Options

"[SOLVED] Rapidminer / Excel Missing Value editing"

dramaticlookdramaticlook Member Posts: 5 Contributor II
edited June 2019 in Help
Hi all,
Im learning how to use Rapidminer for a project. Im stuck at some point. I have a dataset as follows: There are countries. For each country Im keeping track of some values (medals lets say) for years 1990-2012. As an example:
   

- Country       Year   Gold   Silver    Bronze
-----------------------------------------
       USA      1990    10      5         7
       .....
       USA      2012    12      3         8
       Spain    1990    8       12        9
       ...
       Spain    1992    7       ?         8
       ....
       Spain    2012    4       11        12
       ...GOES ON...

What I want to do is to replace the missing values.

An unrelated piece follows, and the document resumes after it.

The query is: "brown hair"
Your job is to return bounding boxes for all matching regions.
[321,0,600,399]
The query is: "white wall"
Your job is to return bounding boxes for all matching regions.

For example Spain has a missing value in 1992 for Silver Medals. I want to find the average for Silver data available for Spain and replace the missing value with that. How can I do this? If the present modules in Rapidminer not able to do this, is there some kind of macro etc? I can also use Excel to preprocess the data (but how)???.
Tagged:

Answers

  • Options
    MariusHelfMariusHelf RapidMiner Certified Expert, Member Posts: 1,869 Unicorn
    Hey, easy exercise with RapidMiner ;)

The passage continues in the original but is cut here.